Font id = -1/0, class id = 1/26 on sample 0
font_id >= 0 && font_id < font_id_map_.SparseSize():Error:Assert failed:in file
..\..\classify\trainingsampleset.cpp, li
ne 622
I have attached all of the files that I am using/
Original comment by akshah...@gmail.com
on 12 Feb 2013 at 3:43
Attachments:
Using Win 7 64bit and v3.02
I have been able to create the box files, training files and unicharset file
but cannot get the shapeclustering to work.
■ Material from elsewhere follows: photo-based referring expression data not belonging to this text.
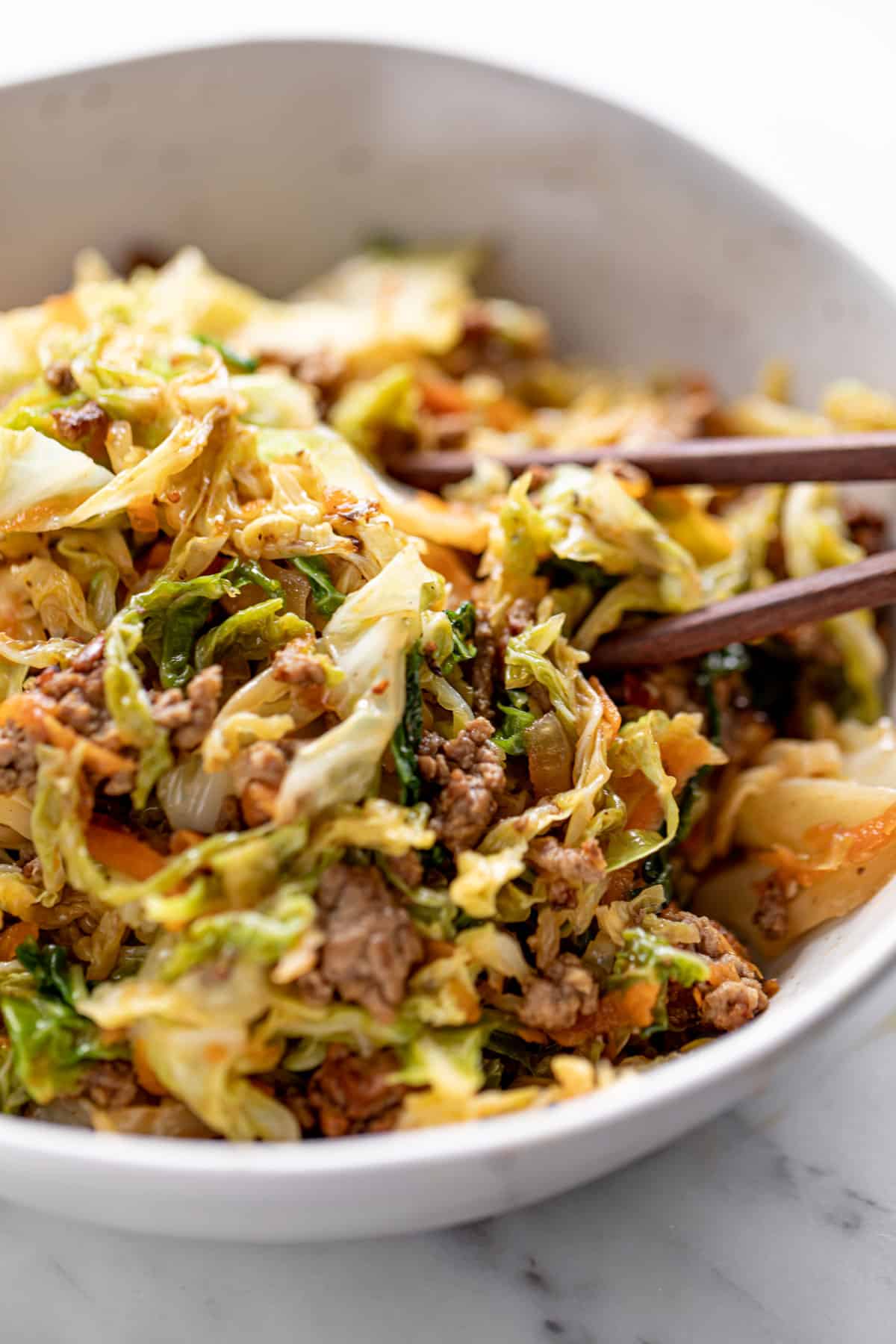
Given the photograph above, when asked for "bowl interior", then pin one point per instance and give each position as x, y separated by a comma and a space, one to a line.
277, 159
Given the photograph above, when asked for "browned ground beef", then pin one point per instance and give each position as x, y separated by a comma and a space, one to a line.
482, 673
558, 999
567, 868
867, 527
771, 915
296, 665
735, 992
111, 1082
349, 1095
469, 773
60, 378
190, 717
370, 941
18, 759
85, 425
258, 773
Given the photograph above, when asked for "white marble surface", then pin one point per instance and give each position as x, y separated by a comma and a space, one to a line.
775, 1223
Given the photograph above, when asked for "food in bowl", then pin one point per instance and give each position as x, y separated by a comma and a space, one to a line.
314, 820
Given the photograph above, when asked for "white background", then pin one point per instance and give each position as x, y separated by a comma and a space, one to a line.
775, 1225
800, 93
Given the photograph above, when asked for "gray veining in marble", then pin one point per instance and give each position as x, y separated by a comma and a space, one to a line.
775, 1223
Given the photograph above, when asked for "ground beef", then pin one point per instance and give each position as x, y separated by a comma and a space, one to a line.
744, 732
482, 673
732, 1004
80, 703
90, 656
190, 717
60, 378
408, 868
771, 914
735, 989
558, 999
867, 527
370, 941
85, 425
469, 773
258, 773
18, 759
262, 761
351, 1095
80, 699
111, 1082
294, 665
520, 616
567, 868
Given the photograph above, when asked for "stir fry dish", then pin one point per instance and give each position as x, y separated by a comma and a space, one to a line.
314, 820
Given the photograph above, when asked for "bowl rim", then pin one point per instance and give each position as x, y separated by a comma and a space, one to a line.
641, 1095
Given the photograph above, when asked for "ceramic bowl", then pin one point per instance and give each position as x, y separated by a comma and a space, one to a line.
277, 159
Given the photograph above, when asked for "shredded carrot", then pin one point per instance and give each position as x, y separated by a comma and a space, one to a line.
450, 566
143, 517
184, 840
40, 722
610, 712
444, 396
121, 851
833, 847
65, 308
146, 1073
13, 939
621, 1009
505, 414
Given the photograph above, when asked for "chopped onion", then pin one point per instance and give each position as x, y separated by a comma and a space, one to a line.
193, 799
550, 756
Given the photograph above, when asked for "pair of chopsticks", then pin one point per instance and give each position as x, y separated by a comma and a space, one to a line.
719, 461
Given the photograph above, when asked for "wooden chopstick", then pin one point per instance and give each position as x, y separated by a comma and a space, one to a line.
753, 616
709, 461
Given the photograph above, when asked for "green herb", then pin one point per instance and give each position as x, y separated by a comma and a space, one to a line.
50, 1041
516, 719
688, 801
462, 631
656, 871
49, 968
648, 957
326, 596
172, 613
561, 573
532, 1060
726, 662
406, 738
242, 363
662, 960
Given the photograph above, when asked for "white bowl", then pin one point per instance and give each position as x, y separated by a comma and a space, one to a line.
277, 159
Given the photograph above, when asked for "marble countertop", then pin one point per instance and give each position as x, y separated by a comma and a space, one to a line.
774, 1223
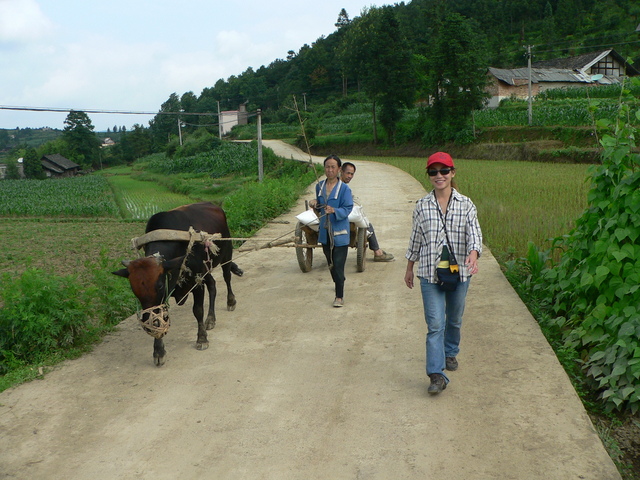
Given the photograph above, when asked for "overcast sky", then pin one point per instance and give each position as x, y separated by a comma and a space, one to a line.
131, 55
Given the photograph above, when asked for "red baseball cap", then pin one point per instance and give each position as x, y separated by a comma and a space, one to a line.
440, 157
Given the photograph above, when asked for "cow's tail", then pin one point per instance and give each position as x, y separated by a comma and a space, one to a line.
236, 270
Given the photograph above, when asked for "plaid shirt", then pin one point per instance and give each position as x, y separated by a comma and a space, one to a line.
428, 237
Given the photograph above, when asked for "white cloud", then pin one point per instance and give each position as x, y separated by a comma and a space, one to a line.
22, 21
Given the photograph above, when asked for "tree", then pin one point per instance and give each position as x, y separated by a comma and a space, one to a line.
135, 144
12, 173
380, 58
83, 145
343, 19
164, 124
32, 165
454, 79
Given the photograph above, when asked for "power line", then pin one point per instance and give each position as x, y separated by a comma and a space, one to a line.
120, 112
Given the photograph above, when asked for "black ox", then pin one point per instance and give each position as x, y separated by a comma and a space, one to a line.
164, 273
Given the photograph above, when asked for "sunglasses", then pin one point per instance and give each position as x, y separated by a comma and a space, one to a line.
442, 171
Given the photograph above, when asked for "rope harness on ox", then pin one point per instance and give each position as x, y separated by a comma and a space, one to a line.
158, 323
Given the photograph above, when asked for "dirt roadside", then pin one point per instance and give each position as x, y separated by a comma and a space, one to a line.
292, 388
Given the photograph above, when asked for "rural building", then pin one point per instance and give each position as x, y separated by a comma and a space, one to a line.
58, 166
599, 68
230, 118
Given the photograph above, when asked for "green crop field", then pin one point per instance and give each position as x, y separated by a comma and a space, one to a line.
138, 200
517, 202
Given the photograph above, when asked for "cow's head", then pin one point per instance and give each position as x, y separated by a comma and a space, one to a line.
152, 278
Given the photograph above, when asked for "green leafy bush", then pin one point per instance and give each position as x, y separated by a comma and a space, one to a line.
594, 289
40, 314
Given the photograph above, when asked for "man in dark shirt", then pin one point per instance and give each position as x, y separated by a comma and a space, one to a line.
347, 172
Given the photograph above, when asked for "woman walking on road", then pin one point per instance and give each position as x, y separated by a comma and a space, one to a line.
445, 227
334, 203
>>shapeclustering -F font_properties.txt -U unicharset eng.candp.img.tr
Reading eng.candp.img.tr ...
Font id = -1/0, class id = 1/105 on sample 0
font_id >= 0 && font_id < font_id_map_.SparseSize():Error:Assert failed:in file
..\..\classify\trainingsampleset.cpp, line 622
This was trained on a large TIFF file, and so the .tr file is just under 12MB,
but I can provide all the data if required (cannot attach to this post however)
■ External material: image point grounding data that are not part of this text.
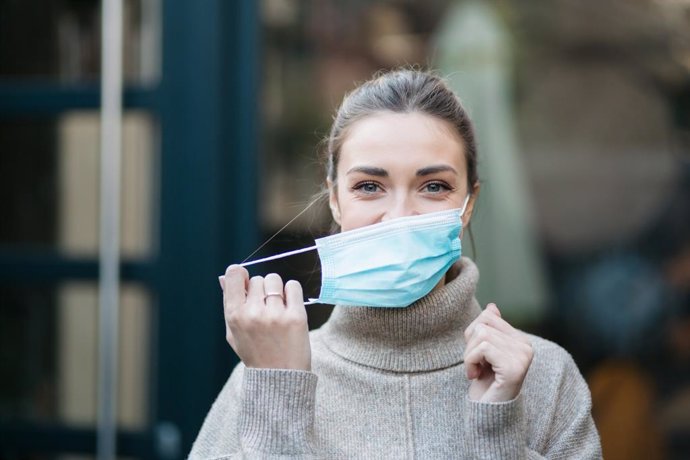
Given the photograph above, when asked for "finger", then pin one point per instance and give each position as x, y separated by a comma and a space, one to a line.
485, 352
273, 289
491, 317
256, 293
235, 280
294, 298
499, 339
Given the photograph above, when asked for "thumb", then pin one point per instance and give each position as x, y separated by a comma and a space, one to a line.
494, 309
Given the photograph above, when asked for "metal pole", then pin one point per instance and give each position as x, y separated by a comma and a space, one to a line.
109, 276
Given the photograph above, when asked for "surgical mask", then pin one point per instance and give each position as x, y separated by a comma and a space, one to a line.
388, 264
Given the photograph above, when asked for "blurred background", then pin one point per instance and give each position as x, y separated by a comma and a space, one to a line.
582, 232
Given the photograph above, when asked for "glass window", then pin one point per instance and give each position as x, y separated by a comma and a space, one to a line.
49, 351
61, 40
49, 178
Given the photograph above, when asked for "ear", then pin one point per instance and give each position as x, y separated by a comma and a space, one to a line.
470, 206
333, 201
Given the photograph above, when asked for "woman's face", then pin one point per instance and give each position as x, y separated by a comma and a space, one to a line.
394, 165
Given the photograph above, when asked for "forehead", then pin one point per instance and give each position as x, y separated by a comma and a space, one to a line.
400, 139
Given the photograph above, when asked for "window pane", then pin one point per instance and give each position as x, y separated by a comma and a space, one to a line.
61, 40
57, 327
49, 173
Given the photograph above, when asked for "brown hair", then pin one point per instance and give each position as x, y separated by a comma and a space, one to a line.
403, 91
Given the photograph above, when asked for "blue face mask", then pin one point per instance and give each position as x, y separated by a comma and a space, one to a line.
388, 264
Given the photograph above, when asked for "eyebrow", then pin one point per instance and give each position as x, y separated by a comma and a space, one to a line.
369, 170
380, 172
435, 169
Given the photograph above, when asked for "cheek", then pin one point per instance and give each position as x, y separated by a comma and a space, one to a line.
357, 213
I have run through this process several times, altering file naming conventions
but nothing seems to make the shapeclustering work.
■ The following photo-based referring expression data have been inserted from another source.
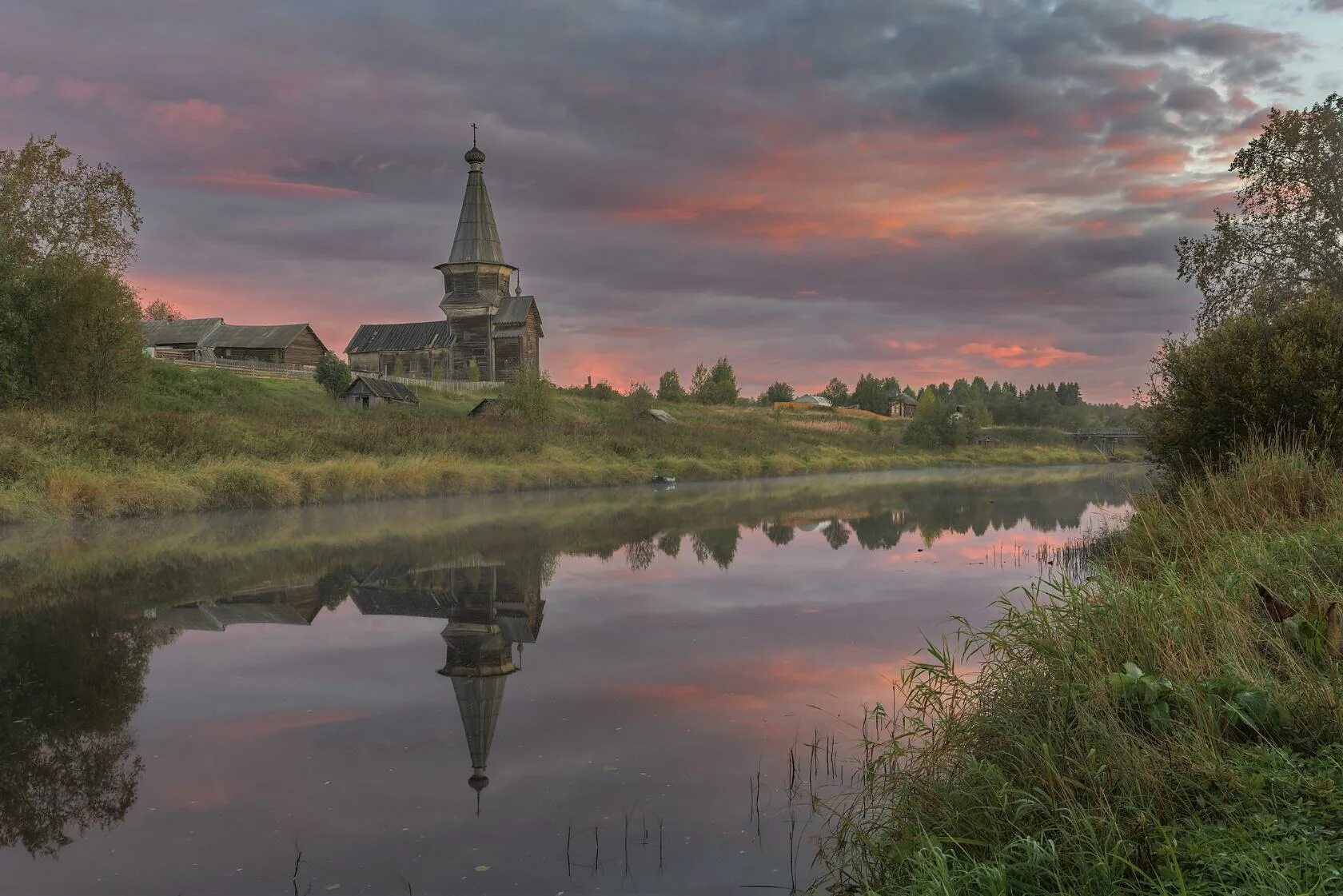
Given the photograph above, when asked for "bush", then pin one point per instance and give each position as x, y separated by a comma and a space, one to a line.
1254, 376
529, 395
638, 398
776, 392
333, 374
717, 386
671, 388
Original comment by crazychrisnz
on 21 Feb 2013 at 1:46
@crazychrisnz:
Error "Font id = -1/0, class id = 1/105 on sample 0" means that font name is
not in font_properties or font_properties does not meet
[http://code.google.com/p/tesseract-ocr/wiki/TrainingTesseract3#Requirements_for
_text_input_files requirements]
Also your filename is wrong (=not according wiki)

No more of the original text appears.